Geneva Hardware relocated to St. Charles.

“What we’re seeing is, nationwide, retailers are starting to write leases again,” said Ellen Divita, Geneva’s economic development director. “Locally, we are having a lot of nice downtown mom-and-pop stores. And we’re seeing those that weathered the recession expanding.”

Among the new small businesses are Ann Ariel Interiors, 117 S. First St.; Jac N Jill Organic, 227 S. Third St.; BB Interiors, 600 S. First St.; and Unique Rug Gallery, 715 E. State St.

Among the new retailers are Nora’s Shoe Shop of Oak Park, which is building a second location across from Geneva Tire and Auto Store, 129 W. State St.; and The Pink Hippo, which sells children’s specialty items, at Dodson Place. Sephora, a makeup, skincare and fragrance retailer, 406 Commons Drive, will have a grand opening Friday.

Also, Divita said the city approved a permit for Charming Charlie, a national chain of women’s accessories and apparel in the Geneva Commons.

Also, Five Below, a retailer for pre-teens and teens, offering brand-name merchandise for $5 – or below, is scheduled to open an 8,000-square-foot store May 6 next to Dominick’s in the Fabyan Crossing shopping center, the retailer’s marketing director Liz Romaine said.

Five Below the store was founded in 2002 in Philadelphia and has been expanding. Geneva will be one of the Philadelphia retailer’s 12 Chicago area openings.

“Chicago area will be our latest step westward,” Romaine said. “When we look for real estate and communities in which to open up stores, we look for strong regional centers with great co-tenants and that center meets that criteria. We look for areas with value-minded consumers and a lot of families.”

Among the Geneva stores that expanded are Strut ... Your Stuff, 217½ S. Third St., which opened a second women’s retail store called Strut ... in Style, 207 S. Third St.; Anew, 27 W. State St., a consignment shop that doubled to add bridal and party consignments; and Minta Interiors, 9 N. Third St., has added a second store, Aggatti, offering handbags and shoes all imported from Italy.

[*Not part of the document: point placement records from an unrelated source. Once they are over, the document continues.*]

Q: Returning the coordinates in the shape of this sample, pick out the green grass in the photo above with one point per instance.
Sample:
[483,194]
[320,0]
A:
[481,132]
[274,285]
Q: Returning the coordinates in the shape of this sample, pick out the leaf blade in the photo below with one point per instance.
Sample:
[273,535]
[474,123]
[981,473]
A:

“There’s a lot being built out,” Divita said.

SRNTY Jewelry by Jamie Bellandi, expanded her jewelry business at 228 S. Third St., to a new store next door, SRNTY Bridal and Events at 226 S. Third St. Bellandi designs and makes jewelry and the second store is specific to designing and making accessory jewelry for weddings and parties.

Bellandi said she opened the second store in February because the business needed the space – and it was time to take another risk.

“I opened the original store in 2005,” Bellandi said. “I felt the economy shift at the end of October of 2008 and by 2009, we definitely felt our share. ... In 2010, we recouped what we lost and had grown again.”

The original design area became too small for the demand. So when space next door became available, Bellandi said she took it. Now the two separate stores are joined inside so she can move between two design areas.

“I thought long and hard,” Bellandi said. “But at the end of the day, I feel the same way today as when I first opened my business. You can’t not take a risk. Otherwise nothing happens.”